SES_Scout=margin.table(temp,c(3,2))
result=chisq.test(SES_Scout)
result
result$expected
result=chisq.test(SES_Scout,correct = FALSE)
result
SES_Scout=list(Frequency=SES_Scout,RowPercentage=prop.table(SES_Scout,2))


#### Two-way Table SES*deliquent
#### temp=xtabs(count~scout+SES+deliquent,table)
#### SES_deliquent=addmargins(temp)[1:2,1:3,3]
#### This is a test of Marginal Independence for SES and deliquent status

SES_deliquent=margin.table(temp,c(3,1))
result=chisq.test(SES_deliquent)
result
result$expected
result=chisq.test(SES_deliquent,correct = FALSE)
result
SES_deliquent=list(Frequency=SES_deliquent,RowPercentage=prop.table(SES_deliquent,2))

#### Two-way Table deliquent*scout
#### This is a test of Marginal Independence for Deliquent status and the Scout status

deliquent_scout=margin.table(temp,c(1,2))
result=chisq.test(deliquent_scout)
result$expected
result=chisq.test(deliquent_scout,correct = FALSE)
result
deliquent_scout1=list(Frequency=deliquent_scout,RowPercentage=prop.table(deliquent_scout,1))

#### compute the log(oddsraio), oddsratio and its 95% CI using {vcd} package

lor=oddsratio(deliquent_scout)
lor
OR=exp(lor)
OR
OR=oddsratio(deliquent_scout, log=FALSE)
OR
CI=exp(confint(lor))
CI
CI=confint(OR)
CI


#### Table of deliquent*scout at different level of SES

temp

#### Test for Joint Independence of (D,BS)
#### creating 6x2 table, BS x D

SESscout_deliquent=ftable(temp, row.vars=c(3,2))
result=chisq.test(SESscout_deliquent)
result

#### Test for Marginal Independence (see above analysis of two-way tables)

#### Test for conditional independence
#### To get partial tables of DB for each level of S

temp[,,1]
chisq.test(temp[,,1], correct=FALSE)
temp[,,2]
chisq.test(temp[,,2], correct=FALSE)
temp[,,3]
chisq.test(temp[,,3], correct=FALSE)
X2=sum(chisq.test(temp[,,1], correct=FALSE)$statistic+chisq.test(temp[,,2], correct=FALSE)$statistic+chisq.test(temp[,,3], correct=FALSE)$statistic)
1-pchisq(X2,df=3)

#### Cochran-Mantel-Haenszel test

mantelhaen.test(temp)
mantelhaen.test(temp,correct=FALSE) 

#### Breslow-Day test
#### make sure to first source/run breslowday.test_.R

breslowday.test(temp)

################################################################
#### Log-linear Models
#### Let's see how we would do this via Log_linear models 
#### We will look at the details later in the course
#### test of conditional independence
#### via loglinear model, but the object has to be a table!

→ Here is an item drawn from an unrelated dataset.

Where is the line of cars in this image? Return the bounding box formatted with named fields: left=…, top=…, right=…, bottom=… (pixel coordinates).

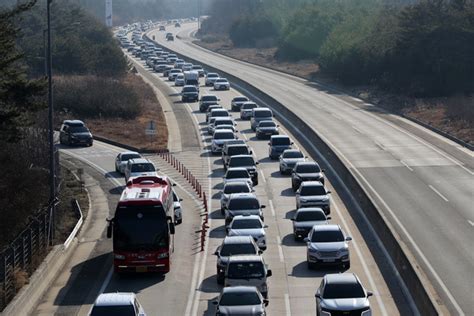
left=112, top=23, right=374, bottom=316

is.table(temp)  #### to check if table
temp<-as.table(temp) #### to save as table
temp.condind<-loglin(temp, list(c(1,3), c(2,3)), fit=TRUE, param=TRUE) #### fit the cond.indep. model
temp.condind
1-pchisq(temp.condind$lrt, temp.condind$df)

#### There is no way to do Breslow-Day stats in R; 
#### you need to write your own function or fit the homogeneous association model
#### to test for identity of odds-ratios

#### test of homogenous association model

temp.hom<-loglin(temp, list(c(1,3), c(2,3), c(1,2)), fit=TRUE, param=TRUE)
temp.hom
1-pchisq(temp.hom$lrt, temp.hom$df)


#### Here is how to do the same but with the glm() function in R
#### test of conditional independence
#### via loglinear mode, but using glm() funcion
#### the object now needs to be dataframe

temp.data<-as.data.frame(temp)
temp.data
temp.condind<-glm(temp.data$Freq~temp.data$scout*temp.data$SES+temp.data$deliquent*temp.data$SES, family=poisson())
summary(temp.condind)
fitted(temp.condind)

#### test of homogenous association model

temp.hom<-glm(temp.data$Freq~temp.data$scout*temp.data$SES+temp.data$deliquent*temp.data$SES+temp.data$scout*temp.data$deliquent, family=poisson())
summary(temp.hom)
fitted(temp.hom)

The output file, boys.out contains the results for these procedures.

Stop and Think!

If two or more variables in a \(k\)-way table are not independent, then where is this difference coming from? That is, what are some other possible relationships that hold? What are some other models that can capture this data? Maybe \(S\) and \(B\) are jointly independent of \(D\)?